The past decade has witnessed a rise in the phenomenon of the ‘Groupthink’ that has been gaining alarming credence in companies, with people opting to generate ideas through brainstorming sessions. Susan Cain, author of ‘Quiet’, points out, to the contrary, that research suggests that most people are creative when they have privacy. Organizational psychologist Adrian Furnham also wrote, “The evidence from science suggests that business people must be insane to use brainstorming groups.” In the presence of more gregarious co-workers, people have been proven to succumb to peer pressure and follow the more popular opinion. Cain advocates that it’s far more beneficial if people are allowed to think individually and then come together to share their ideas.
This ‘New Groupthink’, as Cain calls it, however, has today picked up in schools as well, with many classrooms being increasingly designed to promote collaboration, with pods of student groups coming together to collectively study and brainstorm on exercises. It’s not always a healthy practice, as it can shut out the introverts in the group who thrive on solitary thinking and reflection; and yet, these introverts are often amongst the most creative individuals, according to research by psychologists Mihaly Csikszentmihalyi and Gregory Feist. As Apple’s co-founder Steve Wozniak, the quieter counterpart to Steve Jobs, said, “Most inventors and engineers I’ve met are like me … they live in their heads. They’re almost like artists. In fact, the very best of them are artists. And artists work best alone.”
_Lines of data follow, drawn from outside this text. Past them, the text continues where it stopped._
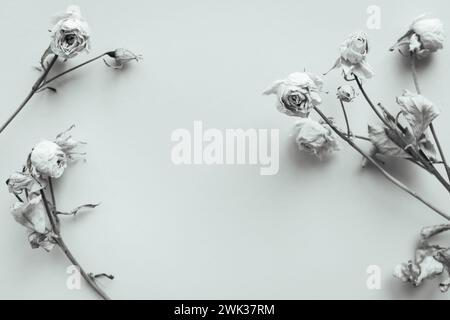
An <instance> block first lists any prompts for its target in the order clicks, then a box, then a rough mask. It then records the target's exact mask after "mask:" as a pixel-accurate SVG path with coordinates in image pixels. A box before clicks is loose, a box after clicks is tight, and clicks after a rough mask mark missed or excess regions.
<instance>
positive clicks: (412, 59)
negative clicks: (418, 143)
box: [411, 56, 450, 181]
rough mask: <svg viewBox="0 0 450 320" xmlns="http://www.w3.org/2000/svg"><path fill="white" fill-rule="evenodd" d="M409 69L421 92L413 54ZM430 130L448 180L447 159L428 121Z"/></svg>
mask: <svg viewBox="0 0 450 320" xmlns="http://www.w3.org/2000/svg"><path fill="white" fill-rule="evenodd" d="M411 70H412V76H413V81H414V86H415V87H416V91H417V93H418V94H422V90H421V89H420V84H419V77H418V74H417V68H416V58H415V57H414V56H411ZM430 131H431V134H432V135H433V139H434V142H435V143H436V146H437V148H438V151H439V155H440V157H441V159H442V162H443V164H444V167H445V172H447V177H448V180H449V181H450V168H449V166H448V165H447V160H446V158H445V154H444V151H443V150H442V147H441V143H440V142H439V138H438V136H437V133H436V129H435V128H434V125H433V123H430Z"/></svg>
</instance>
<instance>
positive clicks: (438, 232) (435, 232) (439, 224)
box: [420, 224, 450, 239]
mask: <svg viewBox="0 0 450 320" xmlns="http://www.w3.org/2000/svg"><path fill="white" fill-rule="evenodd" d="M449 230H450V224H439V225H435V226H430V227H425V228H423V229H422V231H420V236H421V237H422V238H423V239H429V238H431V237H434V236H435V235H437V234H440V233H442V232H446V231H449Z"/></svg>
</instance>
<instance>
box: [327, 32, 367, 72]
mask: <svg viewBox="0 0 450 320" xmlns="http://www.w3.org/2000/svg"><path fill="white" fill-rule="evenodd" d="M340 52H341V55H340V57H339V58H338V59H337V61H336V63H335V64H334V66H333V67H332V68H331V70H334V69H337V68H341V69H342V71H343V73H344V75H345V76H346V77H350V76H351V75H352V74H355V75H356V76H357V77H359V78H366V79H369V78H371V77H373V75H374V72H373V69H372V67H371V66H370V65H369V64H368V63H367V61H366V58H367V54H368V53H369V44H368V39H367V35H366V34H365V33H364V32H362V31H357V32H354V33H352V34H351V35H350V36H349V37H348V38H347V39H345V41H344V42H343V43H342V44H341V47H340ZM331 70H330V71H331Z"/></svg>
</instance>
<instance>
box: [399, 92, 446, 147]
mask: <svg viewBox="0 0 450 320" xmlns="http://www.w3.org/2000/svg"><path fill="white" fill-rule="evenodd" d="M397 103H398V104H399V105H400V107H401V109H402V111H403V114H404V116H405V118H406V120H407V121H408V123H409V125H410V126H411V129H412V130H413V134H414V136H415V137H416V139H417V140H420V138H421V137H422V135H423V134H424V133H425V131H426V130H427V129H428V126H429V125H430V123H431V122H432V121H433V120H434V119H436V118H437V117H438V116H439V113H440V112H439V109H438V108H437V107H435V106H434V105H433V103H432V102H431V101H429V100H428V99H426V98H425V97H424V96H422V95H418V94H414V93H411V92H409V91H407V90H405V92H404V93H403V95H402V96H400V97H398V98H397Z"/></svg>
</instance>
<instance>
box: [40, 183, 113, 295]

A lot of the prevalent use of the word ‘Creativity’ with a capital C, when it’s commodified by corporatized universities and companies, tends to portray it as a marketable need of the hour. In the age of the entrepreneur, the common adage is that creative ‘problem-solving’ will pave the road ahead. While this idea is surely relevant and significant, it ignores the fact that more than problem-solving, it is ‘problem finding’ that may be the need of the hour. In a study conducted by social scientists Jacob Getzels and Mihaly Csikszentmihalyi in the ’60s, several art students were brought to a room having a table with 27 eclectic objects arranged on it. They were asked to pick a few objects, arrange a still life, and draw them out. Some artists swiftly picked up objects and proceeded with the task at hand. Others proceeded more slowly, picking up and turning objects and deliberating over several before settling for the given task. As the researchers saw it, the first group had a problem-solving approach towards the given task ‘how can I produce a good drawing?’ – while the second group was trying to create a problem out of the given task ‘what good drawing can I produce?’ A decade later, the researchers traced these two groups of artists and found that the more successful artists were those who indicated increased ‘problem-finding’ abilities in the study, the latter group.
As artist Chuck Close once put it, “our whole society is much too problem-solving oriented. It is far more interesting to [participate in] ‘problem creation.’” In other words, a society that’s not just driven by quick-fix ‘how’ solutions, but equally by the broader ‘what’s and those elusive yet intrinsic ‘why’s.